Da qual lato pur penda la bilancia De' meriti maggiori e de' delitti, Gode la fantasìa quando si slancia Fra monumenti o per magìa di scritti In mezzo a quelle stirpi use alla lancia, Alle preghiere, ai mistici conflitti, Ai romeaggi, ai ruvidi cilìci, A tutta l'energìa de' sacrifici.
E ciascun che non basso abbia l'ingegno Ammira que' giovanti cenobiti, Ch'oggi il diffamator con riso indegno Pinge ozïosi, inutili, insaniti: Senza i loro intelletti, avrebbe il regno D'ignoranza coverto i nostri liti: Ingratitudin dementò la terra, Quando in sua civiltà lor mosse guerra.
L'anima langue e impicciolisce quando La ristringiam ne' quattro dì presenti: Nobil uopo ha di spargersi, abbracciando Avi e imperi e costumi e grandi eventi: Uopo ha di meditar, commiserando Coi nostri error quei delle scorse genti: Uopo ha d'uscir di sue natìe catene; Ogni tempo, ogni spazio le appartiene.
Tale, o Donna pensante e generosa, Tal è l'arcano che ti molce il core, Gli occhi ponendo su vetusta cosa, E più se esprime santità ed amore. Dove non sorge l'alma tua pietosa Con questo antico libro del Signore, Che già posò su chi sa quali altari A' giorni de' Crociati e de' Templari?
A que' dì tu vi scorgi il Re Luigi Forse vivente ancora, o appena estinto, La sua bontà, il suo senno, i suoi prodìgi, I prodi cavalieri ond'era cinto, Il suo partir dai campi di Parigi Per la fatale impresa ove fu vinto; Fors'ei nel visitar conventi ed are Queste pagine vide alluminare.
Il rimirar que' resti e quella polve Che a noi tramanda la lontana etate, Ci dice come Dio sempre dissolve Tutte le cose sulla terra nate; Ci sublima lo spirto, ci disvolve Dai vincoli di nostra vanitate: Per la scala de' secoli il pensiero Alza sull'orme dell'eterno Vero.
Di quanti regi e prenci e capitani Festeggiando la nascita o la morte Questo libro servì nei riti arcani Che al debol uomo uniscono il Dio forte! Di quanti celebranti e sguardo e mani Lo toccaro, onde ignota oggi è la sorte! Quante labbra baciàr questo Evangelo Di sacerdoti or glorïosi in cielo!

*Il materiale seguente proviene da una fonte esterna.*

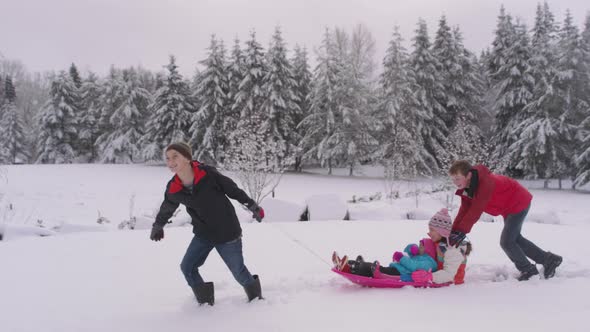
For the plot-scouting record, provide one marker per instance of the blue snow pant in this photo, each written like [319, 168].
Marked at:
[230, 252]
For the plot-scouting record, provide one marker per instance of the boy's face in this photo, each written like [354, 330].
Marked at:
[461, 181]
[176, 162]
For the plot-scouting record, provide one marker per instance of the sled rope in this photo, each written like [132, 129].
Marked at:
[301, 244]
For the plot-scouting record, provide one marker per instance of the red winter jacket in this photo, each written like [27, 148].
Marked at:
[495, 194]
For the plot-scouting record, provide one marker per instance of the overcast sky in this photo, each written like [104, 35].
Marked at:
[51, 34]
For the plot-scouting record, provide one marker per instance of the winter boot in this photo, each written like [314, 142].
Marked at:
[205, 293]
[253, 289]
[528, 273]
[552, 261]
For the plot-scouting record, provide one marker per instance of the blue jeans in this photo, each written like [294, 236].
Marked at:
[516, 246]
[230, 252]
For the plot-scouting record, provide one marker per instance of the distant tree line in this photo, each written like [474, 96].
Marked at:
[522, 106]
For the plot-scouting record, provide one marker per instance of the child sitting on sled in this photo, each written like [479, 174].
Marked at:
[450, 261]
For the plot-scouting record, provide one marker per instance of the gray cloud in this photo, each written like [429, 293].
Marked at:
[49, 35]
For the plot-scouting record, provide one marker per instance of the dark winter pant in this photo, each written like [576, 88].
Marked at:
[230, 252]
[516, 246]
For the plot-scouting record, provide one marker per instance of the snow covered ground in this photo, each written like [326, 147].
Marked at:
[91, 277]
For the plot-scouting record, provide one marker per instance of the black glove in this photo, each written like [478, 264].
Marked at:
[456, 238]
[157, 232]
[257, 212]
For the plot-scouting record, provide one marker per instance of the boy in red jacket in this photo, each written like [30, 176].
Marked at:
[483, 191]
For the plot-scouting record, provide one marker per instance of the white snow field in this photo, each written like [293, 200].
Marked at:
[82, 276]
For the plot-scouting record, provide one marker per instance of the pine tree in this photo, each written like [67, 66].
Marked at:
[464, 85]
[429, 90]
[75, 75]
[541, 148]
[319, 125]
[12, 140]
[236, 70]
[249, 101]
[342, 123]
[57, 122]
[302, 76]
[208, 134]
[1, 91]
[583, 135]
[572, 88]
[402, 150]
[121, 145]
[90, 92]
[280, 102]
[510, 71]
[249, 95]
[169, 115]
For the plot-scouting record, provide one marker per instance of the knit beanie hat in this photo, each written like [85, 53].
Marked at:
[441, 222]
[182, 148]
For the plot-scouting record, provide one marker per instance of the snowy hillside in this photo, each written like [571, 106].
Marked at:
[91, 277]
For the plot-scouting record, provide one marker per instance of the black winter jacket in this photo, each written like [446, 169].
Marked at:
[213, 216]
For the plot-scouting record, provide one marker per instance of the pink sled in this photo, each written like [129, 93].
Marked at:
[389, 282]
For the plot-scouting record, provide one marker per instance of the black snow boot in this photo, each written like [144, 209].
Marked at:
[205, 293]
[528, 273]
[552, 261]
[253, 289]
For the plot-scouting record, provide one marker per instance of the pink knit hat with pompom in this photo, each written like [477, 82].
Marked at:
[442, 223]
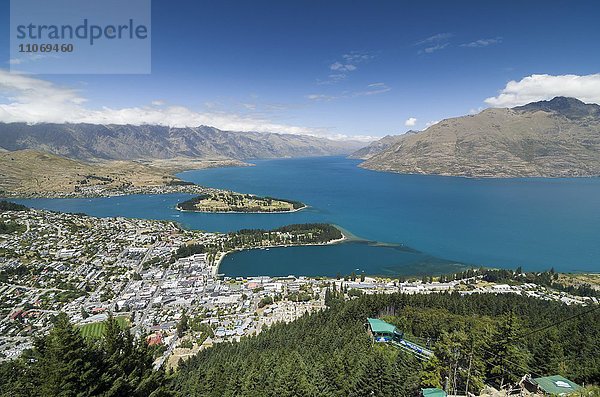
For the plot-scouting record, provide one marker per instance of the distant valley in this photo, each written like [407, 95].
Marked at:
[143, 142]
[556, 138]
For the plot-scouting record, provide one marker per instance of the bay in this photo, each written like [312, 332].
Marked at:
[537, 223]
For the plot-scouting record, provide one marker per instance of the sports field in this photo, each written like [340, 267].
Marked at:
[95, 330]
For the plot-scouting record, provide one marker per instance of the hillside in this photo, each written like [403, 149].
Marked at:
[500, 338]
[130, 142]
[556, 138]
[378, 146]
[33, 173]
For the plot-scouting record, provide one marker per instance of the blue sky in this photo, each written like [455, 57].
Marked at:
[344, 68]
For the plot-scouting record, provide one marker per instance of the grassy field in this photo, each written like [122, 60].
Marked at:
[95, 330]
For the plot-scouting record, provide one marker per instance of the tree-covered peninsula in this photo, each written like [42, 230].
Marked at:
[222, 201]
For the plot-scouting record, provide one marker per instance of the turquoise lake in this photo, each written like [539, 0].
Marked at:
[533, 222]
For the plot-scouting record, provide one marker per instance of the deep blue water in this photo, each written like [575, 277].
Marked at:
[534, 222]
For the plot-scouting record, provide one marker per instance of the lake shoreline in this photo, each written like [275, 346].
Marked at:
[222, 255]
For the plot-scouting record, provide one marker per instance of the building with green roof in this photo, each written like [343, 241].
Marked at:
[555, 385]
[382, 331]
[433, 392]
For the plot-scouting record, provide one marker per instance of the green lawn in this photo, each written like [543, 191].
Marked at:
[95, 330]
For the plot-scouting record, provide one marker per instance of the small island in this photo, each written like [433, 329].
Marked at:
[231, 202]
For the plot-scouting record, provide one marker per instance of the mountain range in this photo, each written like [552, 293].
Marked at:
[555, 138]
[133, 142]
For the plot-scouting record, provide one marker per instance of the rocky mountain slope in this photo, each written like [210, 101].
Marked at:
[127, 142]
[27, 173]
[377, 147]
[556, 138]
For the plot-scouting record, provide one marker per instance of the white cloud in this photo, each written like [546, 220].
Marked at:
[372, 89]
[539, 87]
[434, 43]
[429, 50]
[355, 57]
[28, 99]
[410, 122]
[482, 43]
[341, 67]
[435, 38]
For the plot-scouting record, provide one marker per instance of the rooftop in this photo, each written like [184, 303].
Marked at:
[380, 326]
[556, 384]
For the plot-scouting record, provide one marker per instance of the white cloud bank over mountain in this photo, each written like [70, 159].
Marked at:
[28, 99]
[539, 87]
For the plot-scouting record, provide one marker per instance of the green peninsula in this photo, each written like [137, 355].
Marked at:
[237, 202]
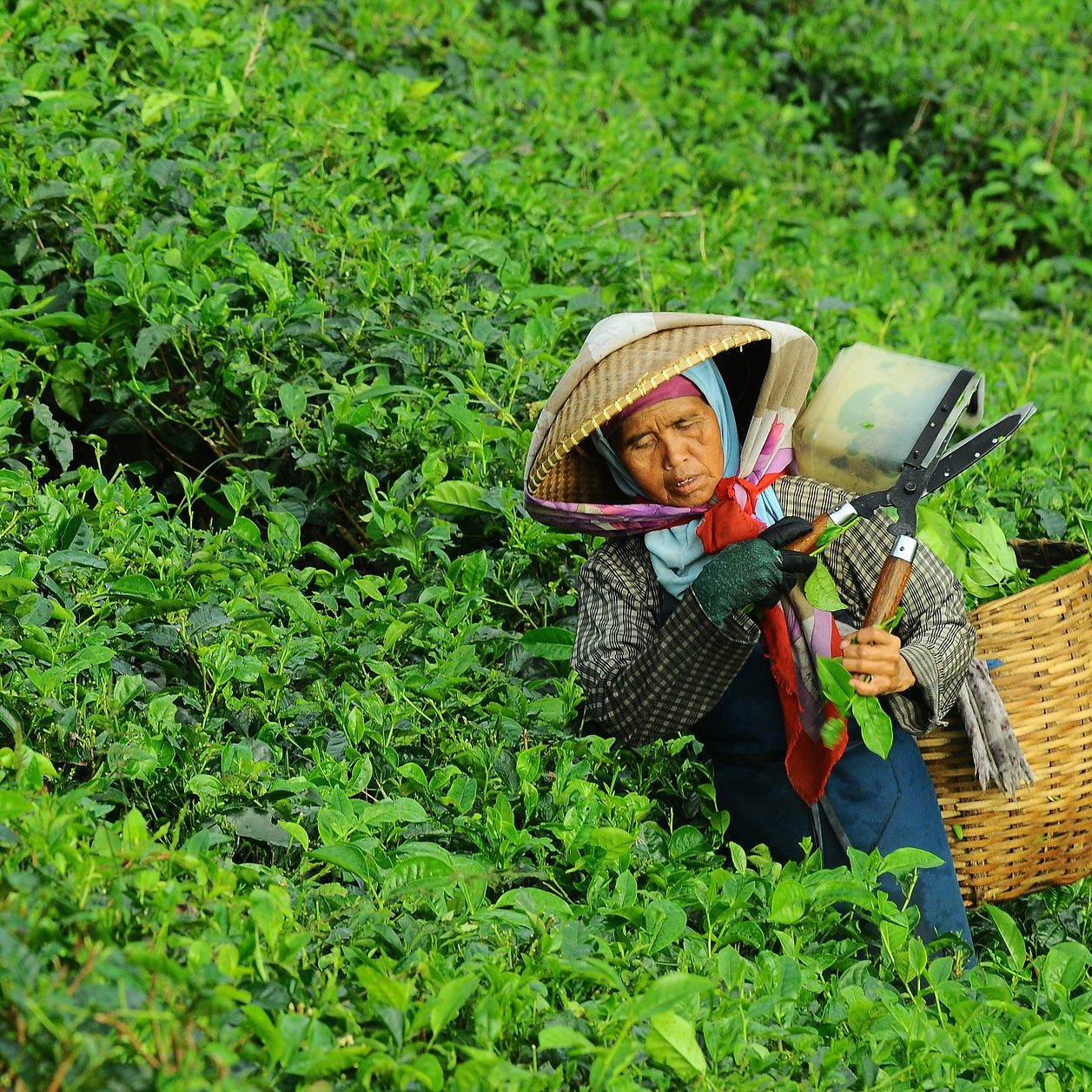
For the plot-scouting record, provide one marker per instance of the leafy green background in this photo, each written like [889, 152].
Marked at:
[294, 791]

Forse colui che tante veglie stette Su queste venerate pergamene, Fu Paladin che il proprio sangue dette Col pio Luigi sull'Egizie arene, E al santo Re l'ultimo dì assistette, E fu ludibrio all'ire saracene, Poi ritornato nella dolce Francia Appese entro d'un chiostro e spada e lancia;
E venduti i suoi campi e dispensato Ogni suo avere a' poveri e alla Chiesa, Volle che il viver suo fosse immolato Ad oscura umiltà d'amore accesa; Eccol fattosi monaco e obblïato Dalla turba del mondo ai gaudi intesa! Eccolo salmeggiante assiso in coro, O in cella volto ad un gentil lavoro!
Al lavoro di splendido Messale Che pazïentemente ei sta vergando; E poichè per ferite più non vale Sua nobil destra a servir Dio col brando, Come già il sangue, ora con gioia eguale Gli offre l'ingegno, questo libro ornando, E gode in abbellir d'oro e di fiori Quelle preci che tanto alzano i cuori.
Egli il buon Salvator dipinger gode Per cui sì volentieri ha combattuto, E la Vergin Maria che lo fè' prode E sempre in guerra gli ha prestato aiuto; Del pennello ogni tocco è una sua lode, Un sospiro di grazie, un pio saluto: Circondano Angioletti il pittor santo Dando all'opera sua celeste incanto.
Ma tu meglio di me, Donna, volgendo Quest'antico Messal senti secrete Inaudite armonie che appena intendo, Che mal accenna il verso o mal ripete: Parla tu stessa, dal tuo labbro io pendo; Delle soavi tue parole ho sete. Tutta adorna con esse è l'arpa mia, Tutta luce è di te mia poesia!